The worst kind of association here, was my own daughter causing me such pain. I would have expected nothing less from my youngest sister Anne, she was so much like ‘the woman they called my mother’ and only ever wants to hurt me.But Melsissa was a different matter. I felt as I did as a little girl, betrayed and hurt by someone I loved for all of her life.
But it wasn’t that which brought about my pain etc. That was a result of a vendetta against me that had been going on for 3 years, this was the worst they could do as part of that battle to hurt me.So having to make sure bullies didn’t win, I produced a 2nd edition and this was when I had to revisit the nasties of my childhood once again, this was when all the horror came back and kicked me in the butt. I must admit, I wasn’t ready for how this affected me, the nightmares and bad dreams, the feelings that I had when suffering abuse, came back big time and I found it hard to cope.
But. I reminded myself that I am a survivor and I pushed through determined that I DID TELL would again grace the shelves and it does.

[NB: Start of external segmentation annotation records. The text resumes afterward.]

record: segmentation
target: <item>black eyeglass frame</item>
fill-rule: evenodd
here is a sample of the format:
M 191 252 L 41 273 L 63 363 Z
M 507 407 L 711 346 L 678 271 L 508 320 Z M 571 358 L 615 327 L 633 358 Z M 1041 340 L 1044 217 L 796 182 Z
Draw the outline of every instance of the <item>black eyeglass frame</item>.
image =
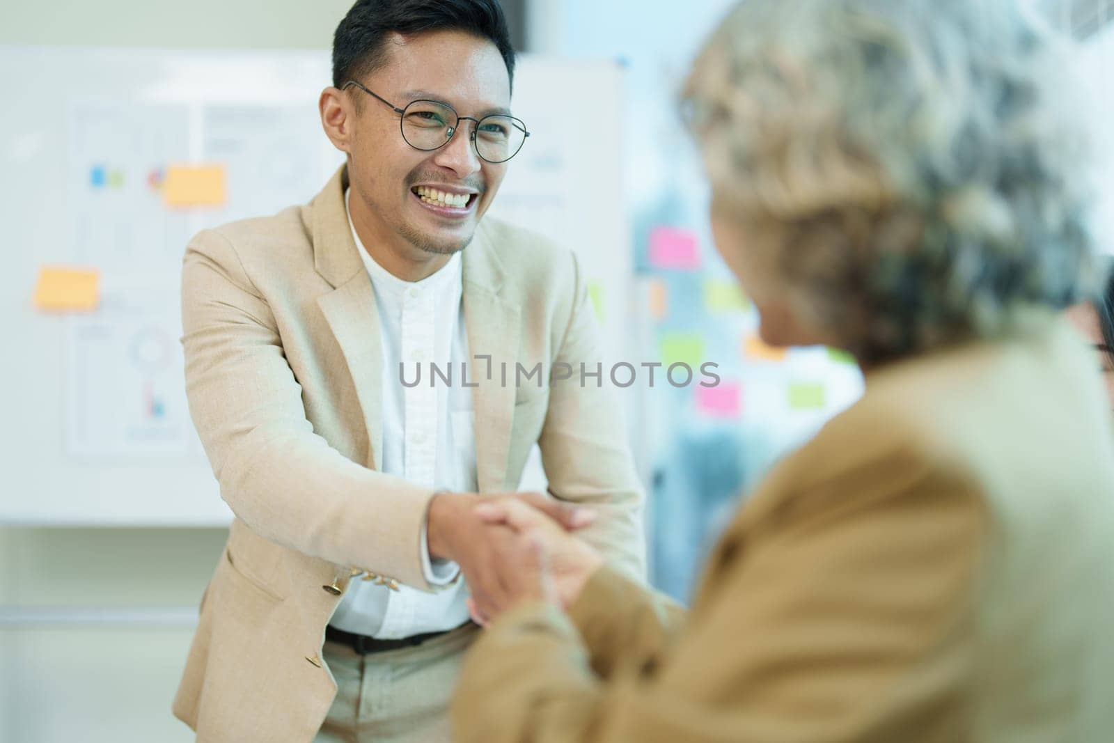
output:
M 402 141 L 407 143 L 408 145 L 410 145 L 411 147 L 413 147 L 418 151 L 432 153 L 434 149 L 441 149 L 442 147 L 444 147 L 446 145 L 448 145 L 450 141 L 452 141 L 452 137 L 456 136 L 457 129 L 460 128 L 460 123 L 461 121 L 476 121 L 476 126 L 472 128 L 472 135 L 471 135 L 471 137 L 469 137 L 469 139 L 472 143 L 472 149 L 476 150 L 476 156 L 479 157 L 485 163 L 491 163 L 492 165 L 500 165 L 502 163 L 506 163 L 510 158 L 512 158 L 515 155 L 518 155 L 520 151 L 522 151 L 522 146 L 526 144 L 526 138 L 530 136 L 530 133 L 526 129 L 526 121 L 524 121 L 522 119 L 517 118 L 515 116 L 510 116 L 508 114 L 490 114 L 488 116 L 485 116 L 483 118 L 477 119 L 477 118 L 471 117 L 471 116 L 461 116 L 460 114 L 457 113 L 456 108 L 453 108 L 452 106 L 450 106 L 449 104 L 447 104 L 447 102 L 444 102 L 442 100 L 430 100 L 428 98 L 419 98 L 418 100 L 411 100 L 409 104 L 407 104 L 405 108 L 399 108 L 398 106 L 395 106 L 391 101 L 387 100 L 385 98 L 383 98 L 380 95 L 377 95 L 375 92 L 373 92 L 372 90 L 368 89 L 362 84 L 360 84 L 360 82 L 358 82 L 355 80 L 349 80 L 348 82 L 345 82 L 343 86 L 341 86 L 341 90 L 346 90 L 349 88 L 349 86 L 353 86 L 353 85 L 355 87 L 360 88 L 361 90 L 363 90 L 365 94 L 368 94 L 369 96 L 371 96 L 375 100 L 378 100 L 378 101 L 380 101 L 382 104 L 385 104 L 387 106 L 390 106 L 391 110 L 393 110 L 395 114 L 399 115 L 399 134 L 402 135 Z M 407 110 L 411 106 L 413 106 L 414 104 L 434 104 L 437 106 L 443 106 L 443 107 L 448 108 L 450 111 L 452 111 L 452 115 L 457 117 L 456 124 L 453 124 L 452 126 L 449 127 L 449 135 L 444 138 L 444 141 L 442 141 L 437 147 L 418 147 L 417 145 L 414 145 L 413 143 L 411 143 L 409 139 L 407 139 L 407 133 L 402 128 L 403 127 L 402 123 L 405 121 Z M 519 143 L 519 145 L 518 145 L 518 149 L 516 149 L 514 153 L 511 153 L 509 156 L 505 157 L 501 160 L 492 160 L 492 159 L 489 159 L 487 157 L 483 157 L 483 155 L 480 153 L 479 146 L 476 143 L 476 133 L 479 131 L 480 123 L 485 121 L 487 119 L 490 119 L 490 118 L 510 119 L 515 124 L 515 126 L 517 126 L 522 131 L 522 135 L 524 135 L 522 136 L 522 141 Z

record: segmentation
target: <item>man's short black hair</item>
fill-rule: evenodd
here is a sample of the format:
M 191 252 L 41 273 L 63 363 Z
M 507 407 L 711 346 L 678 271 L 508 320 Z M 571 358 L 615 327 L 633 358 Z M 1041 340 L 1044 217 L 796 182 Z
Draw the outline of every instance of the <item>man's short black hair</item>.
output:
M 490 40 L 515 79 L 515 48 L 498 0 L 359 0 L 333 35 L 333 85 L 368 75 L 387 62 L 387 38 L 427 31 L 465 31 Z

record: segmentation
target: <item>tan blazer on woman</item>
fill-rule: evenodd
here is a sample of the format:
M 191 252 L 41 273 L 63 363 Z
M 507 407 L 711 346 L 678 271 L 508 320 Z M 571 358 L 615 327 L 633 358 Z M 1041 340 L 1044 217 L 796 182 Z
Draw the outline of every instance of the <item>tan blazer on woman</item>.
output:
M 687 615 L 602 569 L 466 658 L 465 743 L 1114 741 L 1114 447 L 1058 322 L 882 368 Z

So association plays a huge part in the life of most survivors of CSA. A smell, a song, a sound, a place, anything can trigger the feelings of terror and fear. Maybe someone will act in a way that reminds you of an incident, reminds you of someone or somewhere linked to the memories you think are filed and boxed away safely. Sometimes it doesn’t take much
My thoughts are with every victim or survivor of CSA today. We look at the papers, watch the TV, go onto social media and there it is like a huge punch in the face. CSA rears its ugly head. I am not saying it shouldn’t. I do my own bit to make people understand the effects of childhood trauma, in my blogs etc and with my books.I am not saying it doesn’t deserve to be there for all to see. No, of course I’m not but we need to take care. Care of ourselves and each other, in a world where we hear about children being abused in this wicked way, everywhere we go and everywhere we look. Take care that it doesn’t trigger our old symptoms, that if it brings the ghosts from our past back into our present that we have a way of coping. A way of fighting back to the life we have today.
Look out for all of those who we know have suffered in this evil way and be there for them. I know I will.
I did sit for a while, late this morning and try to concentrate on the athletes in Rio but couldn’t stop my thoughts from wandering back to the last Olympics where I was sat,, where I would sit today, with my laptop on and scared that I wouldn’t be able to rescue this young woman or help her. When in reality, all of the energy and feeling and support I invested in those 6 months was wasted.This then starts a slippery slope back into the memories of what she told me and how it affected me.If I let it, that would then take me straight back to the age of 7.
So I am writing my blog,here, in my beautiful study, looking out over glorious countryside, to ground myself again.
PTSD can creep up on us or come fast and furiously slapping us down before we realise. Please be aware and look after yourself and your child within.